Hereupon the peacock spread out both his wings, and scarce moving them,
he sailed slowly down upon the ground. Right beside Iktomi he alighted.
Very low in Iktomi's ear the peacock whispered, "Are you willing to keep
one condition, though hard it be?"
"Yes! yes! I've told you ten of them if need be!" exclaimed Iktomi, with
some impatience.
"Then I pronounce you a handsome feathered bird. No longer are you
Iktomi the mischief-maker." Saying this the peacock touched Iktomi with
the tips of his wings.
Iktomi vanished at the touch. There stood beneath the tree two handsome
peacocks. While one of the pair strutted about with a head turned aside
as if dazzled by his own bright-tinted tail feathers, the other bird
soared slowly upward. He sat quiet and unconscious of his gay plumage.
He seemed content to perch there on a large limb in the warm sunshine.
After a little while the vain peacock, dizzy with his bright colors,
spread out his wings and lit on the same branch with the elder bird.

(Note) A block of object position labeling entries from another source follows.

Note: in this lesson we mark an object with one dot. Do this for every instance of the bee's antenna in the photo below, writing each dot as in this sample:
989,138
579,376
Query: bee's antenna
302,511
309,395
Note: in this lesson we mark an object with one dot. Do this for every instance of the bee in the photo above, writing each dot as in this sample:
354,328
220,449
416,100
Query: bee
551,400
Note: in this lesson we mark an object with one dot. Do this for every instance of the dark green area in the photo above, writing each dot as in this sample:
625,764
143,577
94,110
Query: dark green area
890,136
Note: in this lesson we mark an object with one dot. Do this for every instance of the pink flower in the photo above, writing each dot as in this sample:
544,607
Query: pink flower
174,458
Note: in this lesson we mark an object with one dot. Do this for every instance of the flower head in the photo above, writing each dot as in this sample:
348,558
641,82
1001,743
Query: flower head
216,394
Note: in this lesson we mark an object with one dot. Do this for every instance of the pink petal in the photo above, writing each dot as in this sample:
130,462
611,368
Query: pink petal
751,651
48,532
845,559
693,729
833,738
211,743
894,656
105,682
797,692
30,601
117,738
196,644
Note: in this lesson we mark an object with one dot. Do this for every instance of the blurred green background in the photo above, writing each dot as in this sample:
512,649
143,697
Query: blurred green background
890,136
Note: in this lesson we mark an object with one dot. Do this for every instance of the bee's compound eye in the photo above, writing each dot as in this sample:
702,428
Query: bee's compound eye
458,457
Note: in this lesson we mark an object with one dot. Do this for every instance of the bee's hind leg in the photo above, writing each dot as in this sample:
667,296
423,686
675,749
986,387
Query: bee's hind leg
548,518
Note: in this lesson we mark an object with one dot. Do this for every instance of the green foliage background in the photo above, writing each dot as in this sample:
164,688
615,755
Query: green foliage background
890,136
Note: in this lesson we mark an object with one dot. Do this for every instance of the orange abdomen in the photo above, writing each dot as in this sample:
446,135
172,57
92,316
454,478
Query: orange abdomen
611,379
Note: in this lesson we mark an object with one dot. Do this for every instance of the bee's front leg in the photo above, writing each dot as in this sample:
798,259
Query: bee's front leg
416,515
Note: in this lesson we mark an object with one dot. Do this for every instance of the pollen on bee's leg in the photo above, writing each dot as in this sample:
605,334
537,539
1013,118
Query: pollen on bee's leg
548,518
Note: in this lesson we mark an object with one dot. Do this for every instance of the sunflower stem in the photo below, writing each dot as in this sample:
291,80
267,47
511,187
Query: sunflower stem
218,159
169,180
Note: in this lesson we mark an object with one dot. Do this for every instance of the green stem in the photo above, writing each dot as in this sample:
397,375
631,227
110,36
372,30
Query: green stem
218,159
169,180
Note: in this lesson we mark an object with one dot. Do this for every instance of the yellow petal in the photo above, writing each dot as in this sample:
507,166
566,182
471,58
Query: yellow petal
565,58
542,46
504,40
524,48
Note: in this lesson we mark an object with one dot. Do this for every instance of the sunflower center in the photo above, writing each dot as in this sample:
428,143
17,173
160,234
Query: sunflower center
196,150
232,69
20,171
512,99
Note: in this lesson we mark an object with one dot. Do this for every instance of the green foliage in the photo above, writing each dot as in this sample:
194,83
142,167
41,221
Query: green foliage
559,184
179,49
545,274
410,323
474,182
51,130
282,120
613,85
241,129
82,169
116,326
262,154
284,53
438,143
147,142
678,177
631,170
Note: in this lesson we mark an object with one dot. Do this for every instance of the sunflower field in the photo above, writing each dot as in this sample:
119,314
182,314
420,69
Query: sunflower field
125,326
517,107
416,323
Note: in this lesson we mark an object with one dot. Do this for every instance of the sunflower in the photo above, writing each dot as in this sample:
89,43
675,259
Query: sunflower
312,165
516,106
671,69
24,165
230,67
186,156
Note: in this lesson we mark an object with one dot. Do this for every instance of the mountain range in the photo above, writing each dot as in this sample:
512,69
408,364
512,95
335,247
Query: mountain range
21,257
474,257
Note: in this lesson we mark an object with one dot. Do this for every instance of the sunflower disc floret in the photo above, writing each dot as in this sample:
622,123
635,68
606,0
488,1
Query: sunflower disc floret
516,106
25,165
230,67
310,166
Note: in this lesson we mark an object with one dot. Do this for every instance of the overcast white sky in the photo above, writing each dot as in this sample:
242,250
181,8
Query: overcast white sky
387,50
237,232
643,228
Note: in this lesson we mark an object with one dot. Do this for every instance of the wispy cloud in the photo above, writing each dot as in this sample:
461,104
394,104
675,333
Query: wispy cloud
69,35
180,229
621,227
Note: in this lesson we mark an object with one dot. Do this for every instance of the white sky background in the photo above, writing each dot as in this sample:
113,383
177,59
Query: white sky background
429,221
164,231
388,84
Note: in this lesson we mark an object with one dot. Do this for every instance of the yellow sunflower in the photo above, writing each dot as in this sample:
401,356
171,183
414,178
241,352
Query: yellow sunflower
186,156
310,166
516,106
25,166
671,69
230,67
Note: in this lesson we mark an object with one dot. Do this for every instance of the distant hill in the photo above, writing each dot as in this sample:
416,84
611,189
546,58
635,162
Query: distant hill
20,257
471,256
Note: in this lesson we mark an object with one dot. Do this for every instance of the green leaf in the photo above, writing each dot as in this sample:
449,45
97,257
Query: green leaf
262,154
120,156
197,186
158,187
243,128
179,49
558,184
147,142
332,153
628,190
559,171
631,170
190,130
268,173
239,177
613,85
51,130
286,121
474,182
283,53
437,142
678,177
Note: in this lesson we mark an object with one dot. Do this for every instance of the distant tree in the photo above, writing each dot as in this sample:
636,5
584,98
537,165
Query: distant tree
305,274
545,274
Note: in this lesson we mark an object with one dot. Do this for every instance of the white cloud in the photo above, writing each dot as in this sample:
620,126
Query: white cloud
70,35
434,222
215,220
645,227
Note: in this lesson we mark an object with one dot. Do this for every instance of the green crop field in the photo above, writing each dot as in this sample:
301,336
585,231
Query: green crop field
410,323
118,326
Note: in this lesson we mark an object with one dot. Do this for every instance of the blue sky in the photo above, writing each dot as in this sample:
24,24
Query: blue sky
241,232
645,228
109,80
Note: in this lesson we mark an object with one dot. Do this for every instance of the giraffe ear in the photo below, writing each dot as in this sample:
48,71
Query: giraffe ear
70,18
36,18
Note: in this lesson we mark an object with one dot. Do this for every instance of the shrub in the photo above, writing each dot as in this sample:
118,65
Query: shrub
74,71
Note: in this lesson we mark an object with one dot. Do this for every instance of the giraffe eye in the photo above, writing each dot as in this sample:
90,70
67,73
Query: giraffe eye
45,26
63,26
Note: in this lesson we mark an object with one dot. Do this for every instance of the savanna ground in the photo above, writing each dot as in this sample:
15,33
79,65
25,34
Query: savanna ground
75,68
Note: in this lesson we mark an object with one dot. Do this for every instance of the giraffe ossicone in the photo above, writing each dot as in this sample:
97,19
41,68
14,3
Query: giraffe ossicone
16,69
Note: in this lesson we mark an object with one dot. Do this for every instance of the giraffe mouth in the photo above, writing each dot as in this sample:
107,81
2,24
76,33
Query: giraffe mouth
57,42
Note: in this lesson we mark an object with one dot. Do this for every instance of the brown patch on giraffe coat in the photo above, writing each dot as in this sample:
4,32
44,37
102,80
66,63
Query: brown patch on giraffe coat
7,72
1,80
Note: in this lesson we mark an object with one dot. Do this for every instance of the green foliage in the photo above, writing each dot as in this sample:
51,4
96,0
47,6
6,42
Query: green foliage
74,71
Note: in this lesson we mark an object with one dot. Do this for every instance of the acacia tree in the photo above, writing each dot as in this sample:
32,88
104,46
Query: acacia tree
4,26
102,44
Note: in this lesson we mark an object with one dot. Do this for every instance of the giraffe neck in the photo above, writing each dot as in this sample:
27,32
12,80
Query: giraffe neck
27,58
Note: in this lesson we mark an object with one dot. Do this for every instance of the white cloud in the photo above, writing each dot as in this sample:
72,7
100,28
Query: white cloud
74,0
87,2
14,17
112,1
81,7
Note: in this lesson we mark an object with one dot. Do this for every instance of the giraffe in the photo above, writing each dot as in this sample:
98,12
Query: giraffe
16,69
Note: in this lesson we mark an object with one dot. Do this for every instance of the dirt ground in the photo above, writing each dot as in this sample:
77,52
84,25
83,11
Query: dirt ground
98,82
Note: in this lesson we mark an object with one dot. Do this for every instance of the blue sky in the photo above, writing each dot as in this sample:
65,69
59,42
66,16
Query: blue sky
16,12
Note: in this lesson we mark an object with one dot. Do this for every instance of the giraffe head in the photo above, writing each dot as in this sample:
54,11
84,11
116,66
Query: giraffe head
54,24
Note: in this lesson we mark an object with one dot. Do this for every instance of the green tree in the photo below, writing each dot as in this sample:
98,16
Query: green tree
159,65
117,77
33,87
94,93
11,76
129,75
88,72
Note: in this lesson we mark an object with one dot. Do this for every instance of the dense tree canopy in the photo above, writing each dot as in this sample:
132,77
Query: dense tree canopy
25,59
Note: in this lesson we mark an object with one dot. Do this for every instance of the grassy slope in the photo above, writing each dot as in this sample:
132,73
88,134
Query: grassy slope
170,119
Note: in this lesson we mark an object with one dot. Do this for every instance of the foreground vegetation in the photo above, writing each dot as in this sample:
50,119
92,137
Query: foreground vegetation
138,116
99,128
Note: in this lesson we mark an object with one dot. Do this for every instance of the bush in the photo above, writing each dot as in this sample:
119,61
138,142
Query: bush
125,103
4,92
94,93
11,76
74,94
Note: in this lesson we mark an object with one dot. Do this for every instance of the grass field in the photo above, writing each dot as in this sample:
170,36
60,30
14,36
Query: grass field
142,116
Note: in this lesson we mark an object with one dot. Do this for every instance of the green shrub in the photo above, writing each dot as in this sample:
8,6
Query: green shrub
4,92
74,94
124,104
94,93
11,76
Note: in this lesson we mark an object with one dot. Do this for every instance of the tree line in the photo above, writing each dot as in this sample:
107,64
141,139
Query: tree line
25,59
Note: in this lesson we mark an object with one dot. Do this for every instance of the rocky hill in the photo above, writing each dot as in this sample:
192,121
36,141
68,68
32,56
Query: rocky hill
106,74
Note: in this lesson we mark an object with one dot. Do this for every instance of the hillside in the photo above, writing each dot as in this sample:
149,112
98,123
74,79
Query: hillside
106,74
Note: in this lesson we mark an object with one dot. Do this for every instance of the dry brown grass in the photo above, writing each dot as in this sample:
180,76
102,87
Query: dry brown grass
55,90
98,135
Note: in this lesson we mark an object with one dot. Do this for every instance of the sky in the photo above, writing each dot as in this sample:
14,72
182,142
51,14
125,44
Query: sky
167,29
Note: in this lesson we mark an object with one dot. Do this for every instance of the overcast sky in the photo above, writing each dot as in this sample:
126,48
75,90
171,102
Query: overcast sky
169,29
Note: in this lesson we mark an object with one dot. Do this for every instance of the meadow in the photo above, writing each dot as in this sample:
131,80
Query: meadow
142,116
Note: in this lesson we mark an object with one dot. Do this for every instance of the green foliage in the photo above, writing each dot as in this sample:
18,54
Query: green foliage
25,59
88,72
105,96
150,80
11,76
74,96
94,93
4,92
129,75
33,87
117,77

"Oh!" he exclaimed, "how hard to fly! Brightly tinted feathers are
handsome, but I wish they were light enough to fly!" Just there the
elder bird interrupted him. "That is the one condition. Never try to fly
like other birds. Upon the day you try to fly you shall be changed into
your former self."
"Oh, what a shame that bright feathers cannot fly into the sky!" cried
the peacock. Already he grew restless. He longed to soar through space.
He yearned to fly above the trees high upward to the sun.